Certaines fictions vont jusqu'à tenter de créer leurs propres mystères en se faisant passer pour vraies ou pour fondées sur des événements réels : il s'agit alors d'un emploi du canular au service de la fiction. Par exemple, certains croient que le film de l'auteur de fiction Clive Barker Candyman est basé sur une histoire vraie, et de nouvelles histoires ont grandi autour du mythe. Il en va de même pour des films comme Le Projet Blair Witch ou d'autres histoires du même type. Lorsque la frontière entre fiction et réalité est entièrement brouillée à dessein par le ou les créateurs de la fiction, cela peut aboutir à ce que le folkloriste américain Richard M. Dorson a qualifié en 1950 de fakelore, c'est-à-dire un folklore créé artificiellement, mais présenté comme authentique.

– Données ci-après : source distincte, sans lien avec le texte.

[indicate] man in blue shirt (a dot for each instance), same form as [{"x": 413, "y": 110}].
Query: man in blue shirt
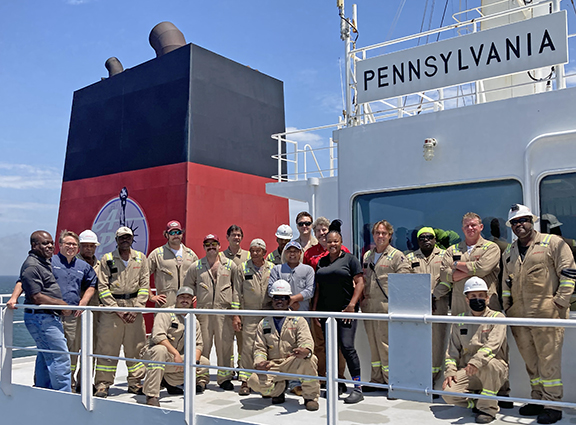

L'élaboration artificielle de mythologies est aussi utilisée, en sortant du simple cadre d'une fiction, par des mouvements religieux ou philosophiques qui ont recours aux mythes comme instruments d'affirmation de leurs croyances et de leurs valeurs. Par exemple, la wicca, principale représentante de la mouvance du néopaganisme, se réfère à une Grande Déesse fortement inspirée par les études mythologiques du XIXe siècle et par les écrits de mythologues comme Robert Graves sur la supposée existence d'un culte préhistorique universel de la déesse-mère. Cet emploi de mythologies artificielles rejoint la dimension idéologique de la notion de mythologie.
Le mot de « mythologie » est également employé de nos jours pour se rapporter à un système de valeurs contemporain, rarement remis en question, particulièrement lorsqu'il est vu comme idéologique ou socialement construit (par exemple, « mythologie de l'amour »). Dans les années 1950, le penseur structuraliste français Roland Barthes publia une série d'analyses sémiotiques de tels mythes modernes et du processus de leur création, rassemblées dans son livre Mythologies. L'ouvrage a fait date et suscité plusieurs reprises ou continuations[48].
La géomythologie est une discipline historico-scientifique formalisée au début des années 1970 par la géologue Dorothy Vitaliano, qui cherche à expliquer l'origine des mythes recelant la trace d'événements géologiques, d'éléments paléontologiques ou géomorphologiques[50],[51].